Hughes and Noble, JJ., join.
OPINION OF THE COURT BY
JUSTICE CUNNINGHAMElmer Riehle wants a divorce from his wife.
He and Carolyn have been married over 30 years. He is now over 88 years of age. Carolyn is now approximately 72. After a jury trial in 2008, Elmer was declared incompetent in the Boone District Court. Carolyn was appointed as his guardian and conservator.
Mi aborted attempt was made the following year to have the disability removed. That effort was abandoned when he was diagnosed with Frontal Lobe Dementia.
Again in 2010, Elmer made an effort to remove the guardianship. Following a second jury trial, he was once again declared incompetent. And, once again, Carolyn was reappointed as his guardian.
Elmer grew frustrated and agitated with Carolyn having control over his assets and filed a petition for dissolution of marriage, individually and in his own right. Carolyn filed a responsive pleading strenuously objecting to the divorce and citing Elmer’s profligate wasting of marital assets by engaging in reckless and ill advised “get rich” schemes so radically off the charts as to prove his mental incompetence.

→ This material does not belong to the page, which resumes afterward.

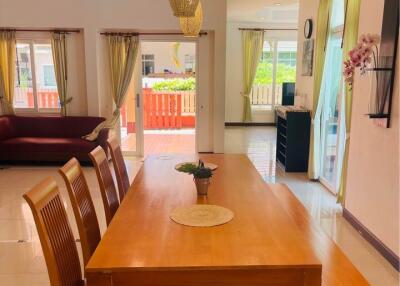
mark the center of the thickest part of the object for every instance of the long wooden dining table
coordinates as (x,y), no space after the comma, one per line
(262,245)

The trial court dismissed Elmer’s petition for dissolution of marriage on the basis that in Kentucky a person who has been declared incompetent cannot bring a legal action in this state. The Court of Appeals affirmed the dismissal. Both lower courts relied exclusively on the 1943 case of Johnson v. Johnson, 294 Ky. 77, 170 S.W.2d 889 (1943).
Elmer now asks this court to reverse the Court of Appeals as well as the Johnson decision of over 60 years ago.
The issue of whether a case should have been dismissed for failure to state a claim raises a question of law and is reviewed de novo. Fox v. Grayson, 317 S.W.3d 1 (Ky. 2010).
We affirm both the trial court dismissal and affirmation by the Court of Appeals. However, we reach this result on different grounds. The dismissal by the trial court as well as the decision of the Court of Appeals rely solely on the Johnson case. However, we hold that independent of that decision, the case is procedurally flawed.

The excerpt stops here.